PNL, c'est un peu l'incarnation du "de la musique avant tout" de Verlaine.
Ils ont formé leur singularité en piochant allègrement dans la witch-vaporwave, dans l'utilisation modèle du vocodeur par certains rappeurs ricains (parce qu'en France, son usage est souvent bien sale) et dans des trucs plus classiques. Leur esthétique étant en somme une synthèse harmonieuse du tout : ils abandonnent l'aspect cheap de la vapor pour y préférer des clips ultra propres (à coup de 2 milliards d'images par seconde) à l'image de leurs instrus.
Les prods sont en effet exécutées hyper soigneusement. Elles sont assez simples mais efficaces : des morceaux équilibrés déclinés de la vapor.
Ceux qui viennent faire la différence, ce sont les jeux vocaux extrêmement puissants. La vacuité due au caractère clean de l'ensemble n'est qu'un leurre : toute la puissance de l'album tient dans l'association entre cette simplicité et les multiples variations de l'usage de leur voix. En plus d'être l'instrument mélodique omniprésent, elles portent l'ensemble de l'album. Ademo et NOS ont bien assimilé l'enseignement des poètes symbolistes : le son fait sens. Les jeux de sonorité, la musicalité de certaines phrases, la tonalité d'autres, tous ces facteurs font de Le Monde Chico un album puissamment expressif.

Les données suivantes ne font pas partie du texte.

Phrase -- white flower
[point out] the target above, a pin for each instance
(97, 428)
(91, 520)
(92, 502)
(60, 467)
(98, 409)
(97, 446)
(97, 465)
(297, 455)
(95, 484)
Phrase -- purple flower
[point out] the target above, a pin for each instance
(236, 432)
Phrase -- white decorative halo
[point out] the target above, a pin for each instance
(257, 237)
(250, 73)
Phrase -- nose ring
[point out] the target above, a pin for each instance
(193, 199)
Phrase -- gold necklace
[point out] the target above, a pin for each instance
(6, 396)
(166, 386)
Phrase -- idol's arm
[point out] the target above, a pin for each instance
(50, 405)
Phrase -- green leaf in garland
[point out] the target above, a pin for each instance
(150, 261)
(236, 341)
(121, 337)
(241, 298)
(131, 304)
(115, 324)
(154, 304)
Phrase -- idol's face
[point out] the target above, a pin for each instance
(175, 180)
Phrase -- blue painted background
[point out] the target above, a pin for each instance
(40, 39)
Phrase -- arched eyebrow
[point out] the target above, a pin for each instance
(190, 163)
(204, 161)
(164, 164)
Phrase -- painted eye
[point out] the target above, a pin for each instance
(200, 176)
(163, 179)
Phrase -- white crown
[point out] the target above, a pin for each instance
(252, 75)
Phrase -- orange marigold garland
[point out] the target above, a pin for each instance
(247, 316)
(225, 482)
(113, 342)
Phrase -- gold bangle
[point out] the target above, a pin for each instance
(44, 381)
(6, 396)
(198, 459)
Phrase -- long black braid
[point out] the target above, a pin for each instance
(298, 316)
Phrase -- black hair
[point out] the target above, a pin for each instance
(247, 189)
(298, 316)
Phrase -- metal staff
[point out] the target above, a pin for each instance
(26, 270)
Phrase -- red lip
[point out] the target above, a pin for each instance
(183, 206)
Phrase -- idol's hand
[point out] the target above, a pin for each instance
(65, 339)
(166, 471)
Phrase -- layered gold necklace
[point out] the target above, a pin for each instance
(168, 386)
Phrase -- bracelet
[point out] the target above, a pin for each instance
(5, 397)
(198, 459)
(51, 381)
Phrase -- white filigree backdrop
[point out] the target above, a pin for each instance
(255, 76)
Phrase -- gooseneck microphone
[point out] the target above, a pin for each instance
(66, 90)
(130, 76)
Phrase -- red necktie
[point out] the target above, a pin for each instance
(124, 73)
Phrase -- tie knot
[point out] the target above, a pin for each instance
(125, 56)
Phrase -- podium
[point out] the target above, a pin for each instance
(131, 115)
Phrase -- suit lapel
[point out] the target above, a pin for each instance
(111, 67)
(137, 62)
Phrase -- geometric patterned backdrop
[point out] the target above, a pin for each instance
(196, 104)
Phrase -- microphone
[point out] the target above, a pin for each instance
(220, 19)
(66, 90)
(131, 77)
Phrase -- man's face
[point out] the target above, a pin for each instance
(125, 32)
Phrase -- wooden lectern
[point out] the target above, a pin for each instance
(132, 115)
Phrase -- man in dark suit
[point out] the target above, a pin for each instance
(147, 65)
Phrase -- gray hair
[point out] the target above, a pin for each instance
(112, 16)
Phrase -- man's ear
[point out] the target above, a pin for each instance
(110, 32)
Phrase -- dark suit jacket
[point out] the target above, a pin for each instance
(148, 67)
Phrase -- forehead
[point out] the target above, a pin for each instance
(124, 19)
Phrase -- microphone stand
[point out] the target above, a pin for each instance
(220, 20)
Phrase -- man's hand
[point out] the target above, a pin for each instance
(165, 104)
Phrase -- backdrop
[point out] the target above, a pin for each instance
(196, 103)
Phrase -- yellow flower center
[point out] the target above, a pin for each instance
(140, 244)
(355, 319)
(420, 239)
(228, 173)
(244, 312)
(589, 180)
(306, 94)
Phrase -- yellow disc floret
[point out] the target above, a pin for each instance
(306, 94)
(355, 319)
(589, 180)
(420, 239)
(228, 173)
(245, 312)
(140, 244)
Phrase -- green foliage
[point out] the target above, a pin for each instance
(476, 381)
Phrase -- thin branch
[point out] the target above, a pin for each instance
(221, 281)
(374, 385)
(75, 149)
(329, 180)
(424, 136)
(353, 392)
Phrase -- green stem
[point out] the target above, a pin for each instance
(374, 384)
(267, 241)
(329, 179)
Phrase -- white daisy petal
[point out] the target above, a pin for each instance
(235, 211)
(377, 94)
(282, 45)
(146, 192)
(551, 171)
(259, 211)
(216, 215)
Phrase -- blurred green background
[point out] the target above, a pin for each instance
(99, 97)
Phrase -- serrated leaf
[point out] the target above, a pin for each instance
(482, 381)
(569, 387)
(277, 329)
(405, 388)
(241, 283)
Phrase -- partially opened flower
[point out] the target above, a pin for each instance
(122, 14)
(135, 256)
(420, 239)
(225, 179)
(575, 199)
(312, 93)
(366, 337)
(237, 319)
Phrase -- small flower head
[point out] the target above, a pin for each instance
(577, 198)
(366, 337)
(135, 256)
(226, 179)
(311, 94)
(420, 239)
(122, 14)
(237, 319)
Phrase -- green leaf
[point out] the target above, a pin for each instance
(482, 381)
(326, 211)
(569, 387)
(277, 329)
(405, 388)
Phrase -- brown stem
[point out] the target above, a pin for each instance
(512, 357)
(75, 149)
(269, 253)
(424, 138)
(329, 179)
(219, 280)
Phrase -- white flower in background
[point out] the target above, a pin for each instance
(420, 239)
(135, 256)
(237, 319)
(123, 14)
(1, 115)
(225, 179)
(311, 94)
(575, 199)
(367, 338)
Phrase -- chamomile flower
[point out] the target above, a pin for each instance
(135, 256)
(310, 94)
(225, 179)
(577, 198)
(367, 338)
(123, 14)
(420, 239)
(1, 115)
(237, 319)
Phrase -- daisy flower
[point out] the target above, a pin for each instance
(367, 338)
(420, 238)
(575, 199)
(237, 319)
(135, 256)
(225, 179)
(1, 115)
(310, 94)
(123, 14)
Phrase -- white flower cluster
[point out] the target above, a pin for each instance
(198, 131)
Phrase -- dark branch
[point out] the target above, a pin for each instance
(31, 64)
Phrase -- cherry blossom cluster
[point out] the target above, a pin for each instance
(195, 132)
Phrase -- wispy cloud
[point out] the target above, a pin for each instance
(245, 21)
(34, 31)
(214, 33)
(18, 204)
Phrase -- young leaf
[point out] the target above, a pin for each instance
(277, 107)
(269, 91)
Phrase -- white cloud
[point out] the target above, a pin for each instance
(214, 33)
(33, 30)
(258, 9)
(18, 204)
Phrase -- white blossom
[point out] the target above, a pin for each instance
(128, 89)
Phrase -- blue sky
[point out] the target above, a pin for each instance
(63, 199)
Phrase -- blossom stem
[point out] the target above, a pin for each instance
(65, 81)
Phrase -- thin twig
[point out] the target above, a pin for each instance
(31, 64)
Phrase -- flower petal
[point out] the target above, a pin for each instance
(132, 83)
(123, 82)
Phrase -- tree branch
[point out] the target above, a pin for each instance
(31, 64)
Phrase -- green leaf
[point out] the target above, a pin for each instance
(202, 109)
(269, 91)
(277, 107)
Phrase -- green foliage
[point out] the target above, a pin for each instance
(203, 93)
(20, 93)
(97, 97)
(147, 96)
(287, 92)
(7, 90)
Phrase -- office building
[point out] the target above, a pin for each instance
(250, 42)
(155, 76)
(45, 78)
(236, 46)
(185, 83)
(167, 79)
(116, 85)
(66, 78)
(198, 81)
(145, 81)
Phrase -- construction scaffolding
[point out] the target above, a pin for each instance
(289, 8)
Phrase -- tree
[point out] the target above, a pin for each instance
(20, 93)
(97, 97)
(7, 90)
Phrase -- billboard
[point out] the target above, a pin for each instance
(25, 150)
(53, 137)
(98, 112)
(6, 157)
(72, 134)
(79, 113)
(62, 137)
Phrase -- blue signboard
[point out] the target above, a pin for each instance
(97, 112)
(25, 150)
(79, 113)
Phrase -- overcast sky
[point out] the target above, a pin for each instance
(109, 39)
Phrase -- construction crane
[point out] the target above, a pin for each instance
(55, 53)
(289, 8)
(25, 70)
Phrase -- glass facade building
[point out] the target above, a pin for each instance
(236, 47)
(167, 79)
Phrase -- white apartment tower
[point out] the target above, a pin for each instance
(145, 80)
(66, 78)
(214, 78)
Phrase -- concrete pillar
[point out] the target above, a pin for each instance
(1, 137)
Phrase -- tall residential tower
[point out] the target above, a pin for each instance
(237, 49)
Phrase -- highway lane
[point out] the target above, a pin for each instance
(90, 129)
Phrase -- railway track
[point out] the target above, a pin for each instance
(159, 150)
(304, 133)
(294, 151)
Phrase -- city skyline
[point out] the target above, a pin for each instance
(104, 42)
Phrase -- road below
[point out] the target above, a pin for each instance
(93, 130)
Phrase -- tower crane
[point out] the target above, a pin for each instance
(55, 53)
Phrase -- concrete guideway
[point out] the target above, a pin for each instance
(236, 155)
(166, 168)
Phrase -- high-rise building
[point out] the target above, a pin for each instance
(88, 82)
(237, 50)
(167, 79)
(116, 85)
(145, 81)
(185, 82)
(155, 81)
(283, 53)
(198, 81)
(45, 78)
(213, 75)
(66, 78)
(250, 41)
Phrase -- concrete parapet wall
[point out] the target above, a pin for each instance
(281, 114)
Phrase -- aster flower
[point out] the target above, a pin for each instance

Je pense notamment à Sur Paname, dont la mélancolie ambiante est portée par la voix plaintive d'Ademo qui ouvre le morceau en laissant difficilement traîner ses dernières syllabes. S'ajoute à cela de multiples petite voix du fond sonore, toutes aussi différentes les unes que les autres, ce qui est rendu possible par cet usage quasiment parfait du vocodeur. Le paroxysme est atteint lorsqu'il lâche "j'rentre en s'mi avec du seuuuuuuuuum, j'partirai seul en balaaaaaaaaade". Puis les voix sont doublées pour encore plus de puissance.
Le rythme donné par les jeux d'allitérations ou de sonorités singulières font masse dans l'album. Simplement encore dans ce même refrain : " j'suis seul, ah ouais sa mère, des fois j'rêve de la mer". Les lyrics volent pas haut, et ce dans tout l'album j'admets. Mais tout est dans cette manière originale de le vocaliser (la sonorité est hyper importante), beaucoup plus expressif que les paroles elles-mêmes. Et cette forme d'expression est évidente à travers l'usage massif de l'argotique qui transforme souvent les premières écoutes en des séance de décryptage : c'est parce qu'à vrai dire, y a pas besoin de toujours comprendre ce qu'ils disent, juste de suivre la manière dont ils le disent qui signifie d'autant plus le spleen contemporain qu'ils formulent. Parce que comme le disait Mallarmé, la poésie, c'est ce qui est composé de pleins d'abolis bibelots d'inanités sonores, le poème, c'est cette hésitation prolongée entre le son et le sens.
Du coup, sous ce prisme là, bah PNL c'est quand même de la super bonne poésie quoi qu'on en dise. J'pense que la comparaison avec l'objectif symboliste peut être développé sur des années, mais bon. Pnl sa s'intellektualise pas sa se vi.
Ils ont créé leur monde singulier qu'ils cultivent encore dans leur dernier single en date La vie est belle et leur prochain album est prometteur.